COOKEVILLE, Tenn., July 7, 1925 (UP) -- Cookeville has had its hour in the limelight and Dayton's fame-and probably its money-have been saved.
At proceedings late yesterday which drew attention to this hitherto obscure little town, Federal Judge John. J. Gore refused to grant an injunction against trial of the Scopes evolution case at Dayton. By his ruling he assured the opening of the Scopes case at Dayton-which means so much to the little town-and opened and closed quiet Cookeville's hour of public attention.
In making his ruling Judge Gore advised attorneys who asked the injunction to apply in a court which had definite jurisdiction over Dayton-the Federal Court at Chattanooga. Judge John R. Neal, counsel for Scopes, said such an application would be made.
Gore based his ruling on two grounds-one that the federal courts could only interfere with state court cases in certain proceedings involving bankruptcy and the other that his court was not in the district with jurisdiction over Dayton.
The proceedings were brief. Two petitions for the injunction, which was sought as a preliminary to the removal of the trial from Dayton, were presented. One was from Scopes and the other from a private citizen, alleging the law under which Scopes was accused deprived them of rights guaranteed by the federal Constitution.

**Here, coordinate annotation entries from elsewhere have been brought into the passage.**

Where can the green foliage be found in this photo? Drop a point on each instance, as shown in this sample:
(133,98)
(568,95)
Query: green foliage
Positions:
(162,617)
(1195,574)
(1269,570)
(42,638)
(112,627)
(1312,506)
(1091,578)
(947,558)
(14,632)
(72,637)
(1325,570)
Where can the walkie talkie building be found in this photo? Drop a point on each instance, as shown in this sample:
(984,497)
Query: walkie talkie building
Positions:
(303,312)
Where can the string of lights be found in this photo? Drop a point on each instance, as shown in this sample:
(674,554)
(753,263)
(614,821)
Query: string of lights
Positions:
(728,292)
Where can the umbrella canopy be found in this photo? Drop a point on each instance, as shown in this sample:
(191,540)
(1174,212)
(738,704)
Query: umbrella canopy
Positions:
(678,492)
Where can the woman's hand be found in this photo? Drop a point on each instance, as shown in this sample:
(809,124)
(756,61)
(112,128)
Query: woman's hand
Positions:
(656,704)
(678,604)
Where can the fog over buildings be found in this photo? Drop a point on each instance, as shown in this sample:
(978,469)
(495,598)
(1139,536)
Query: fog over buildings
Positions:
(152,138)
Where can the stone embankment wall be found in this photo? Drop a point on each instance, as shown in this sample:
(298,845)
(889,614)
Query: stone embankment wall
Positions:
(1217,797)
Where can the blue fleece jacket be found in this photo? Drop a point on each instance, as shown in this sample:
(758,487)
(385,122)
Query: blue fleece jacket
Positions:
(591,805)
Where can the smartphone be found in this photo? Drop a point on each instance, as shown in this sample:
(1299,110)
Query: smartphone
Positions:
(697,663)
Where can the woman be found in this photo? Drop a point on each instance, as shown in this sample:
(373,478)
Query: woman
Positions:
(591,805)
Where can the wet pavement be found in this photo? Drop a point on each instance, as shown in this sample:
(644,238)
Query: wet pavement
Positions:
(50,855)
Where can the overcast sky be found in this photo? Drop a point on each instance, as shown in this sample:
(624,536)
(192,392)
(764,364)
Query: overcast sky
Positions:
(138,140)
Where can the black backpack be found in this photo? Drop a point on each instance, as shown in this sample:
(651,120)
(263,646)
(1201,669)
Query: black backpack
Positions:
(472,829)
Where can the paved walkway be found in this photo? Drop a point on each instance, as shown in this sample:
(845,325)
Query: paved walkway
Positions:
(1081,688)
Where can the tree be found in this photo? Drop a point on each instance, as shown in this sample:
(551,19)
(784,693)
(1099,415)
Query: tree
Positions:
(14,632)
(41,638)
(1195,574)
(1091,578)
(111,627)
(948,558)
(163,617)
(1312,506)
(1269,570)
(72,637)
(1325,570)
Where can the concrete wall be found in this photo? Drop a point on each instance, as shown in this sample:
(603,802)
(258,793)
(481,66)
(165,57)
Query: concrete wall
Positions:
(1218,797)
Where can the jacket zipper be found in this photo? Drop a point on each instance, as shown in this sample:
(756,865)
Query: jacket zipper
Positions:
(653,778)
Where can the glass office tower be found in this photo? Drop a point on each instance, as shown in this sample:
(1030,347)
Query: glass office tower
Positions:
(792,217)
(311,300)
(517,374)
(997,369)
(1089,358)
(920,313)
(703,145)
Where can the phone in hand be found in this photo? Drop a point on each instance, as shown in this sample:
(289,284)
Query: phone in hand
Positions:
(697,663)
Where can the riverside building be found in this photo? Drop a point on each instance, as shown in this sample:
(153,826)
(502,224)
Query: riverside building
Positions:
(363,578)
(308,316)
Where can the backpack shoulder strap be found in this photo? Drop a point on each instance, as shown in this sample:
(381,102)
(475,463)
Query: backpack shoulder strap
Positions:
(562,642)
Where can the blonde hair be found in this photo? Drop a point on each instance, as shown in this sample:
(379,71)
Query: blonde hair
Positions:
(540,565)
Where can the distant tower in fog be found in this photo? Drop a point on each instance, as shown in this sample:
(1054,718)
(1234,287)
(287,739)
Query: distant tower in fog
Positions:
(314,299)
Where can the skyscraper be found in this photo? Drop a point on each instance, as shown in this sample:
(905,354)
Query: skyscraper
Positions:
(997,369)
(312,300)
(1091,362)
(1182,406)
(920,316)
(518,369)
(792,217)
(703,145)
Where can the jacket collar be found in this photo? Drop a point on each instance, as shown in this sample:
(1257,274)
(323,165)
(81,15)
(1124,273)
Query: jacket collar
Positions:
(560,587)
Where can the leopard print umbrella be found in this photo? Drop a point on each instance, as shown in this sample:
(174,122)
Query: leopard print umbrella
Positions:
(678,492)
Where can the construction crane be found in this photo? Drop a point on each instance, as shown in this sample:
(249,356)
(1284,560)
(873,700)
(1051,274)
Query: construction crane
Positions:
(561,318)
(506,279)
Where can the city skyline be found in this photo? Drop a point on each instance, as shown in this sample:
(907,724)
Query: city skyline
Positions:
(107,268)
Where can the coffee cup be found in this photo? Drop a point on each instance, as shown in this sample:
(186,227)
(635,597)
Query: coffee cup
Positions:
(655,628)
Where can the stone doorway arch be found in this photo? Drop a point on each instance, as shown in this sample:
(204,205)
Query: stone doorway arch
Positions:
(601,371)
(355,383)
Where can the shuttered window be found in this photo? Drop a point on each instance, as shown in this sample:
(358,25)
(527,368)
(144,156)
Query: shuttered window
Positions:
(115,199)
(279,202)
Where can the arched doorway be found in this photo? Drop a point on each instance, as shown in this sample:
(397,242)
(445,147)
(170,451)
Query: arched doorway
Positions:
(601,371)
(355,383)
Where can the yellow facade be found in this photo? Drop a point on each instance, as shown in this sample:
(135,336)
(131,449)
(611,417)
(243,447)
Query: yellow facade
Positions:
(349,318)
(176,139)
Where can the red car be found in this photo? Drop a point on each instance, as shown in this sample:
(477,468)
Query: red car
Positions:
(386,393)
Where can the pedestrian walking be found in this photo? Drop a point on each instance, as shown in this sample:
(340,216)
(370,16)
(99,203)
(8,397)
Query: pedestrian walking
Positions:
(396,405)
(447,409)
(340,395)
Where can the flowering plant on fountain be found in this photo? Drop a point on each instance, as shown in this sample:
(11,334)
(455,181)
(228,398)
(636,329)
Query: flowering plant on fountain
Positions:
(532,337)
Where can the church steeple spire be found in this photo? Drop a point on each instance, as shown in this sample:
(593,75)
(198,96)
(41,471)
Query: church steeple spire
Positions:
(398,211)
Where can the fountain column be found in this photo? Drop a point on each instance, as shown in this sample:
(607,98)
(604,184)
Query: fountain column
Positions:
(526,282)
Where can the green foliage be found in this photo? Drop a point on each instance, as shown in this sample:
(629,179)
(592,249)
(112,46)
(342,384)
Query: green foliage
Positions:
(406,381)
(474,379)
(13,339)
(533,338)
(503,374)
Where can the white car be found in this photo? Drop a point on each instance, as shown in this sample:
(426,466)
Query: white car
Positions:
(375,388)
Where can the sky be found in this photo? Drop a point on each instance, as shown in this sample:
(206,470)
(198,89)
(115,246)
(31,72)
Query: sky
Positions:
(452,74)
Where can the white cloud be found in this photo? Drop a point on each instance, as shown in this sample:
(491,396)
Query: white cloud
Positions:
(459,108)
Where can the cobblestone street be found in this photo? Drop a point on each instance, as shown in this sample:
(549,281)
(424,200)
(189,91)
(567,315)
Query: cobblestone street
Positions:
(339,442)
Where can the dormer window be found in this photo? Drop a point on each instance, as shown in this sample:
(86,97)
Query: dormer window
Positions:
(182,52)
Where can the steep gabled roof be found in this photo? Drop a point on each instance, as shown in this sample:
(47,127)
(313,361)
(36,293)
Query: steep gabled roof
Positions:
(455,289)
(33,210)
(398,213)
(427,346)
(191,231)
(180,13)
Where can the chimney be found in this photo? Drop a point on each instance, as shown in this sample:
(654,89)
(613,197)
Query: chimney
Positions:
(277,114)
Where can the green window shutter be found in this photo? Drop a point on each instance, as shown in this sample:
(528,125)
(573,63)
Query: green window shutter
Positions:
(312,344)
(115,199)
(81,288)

Judge Neal personally presented the petitions.
While the Scopes defense indicated it would apply again at Chattanooga for an injunction, it was said this application could not be put through the courts in time to prevent opening of the trial on Friday as scheduled.
Clarence Darrow, one of the chief attorneys for the defense, told the United Press today in Chicago that the defense would not seek to postpone the trial.
"We will not ask for a postponement of the Scopes trial at Dayton," Darrow said. "We will let the trial go ahead as scheduled."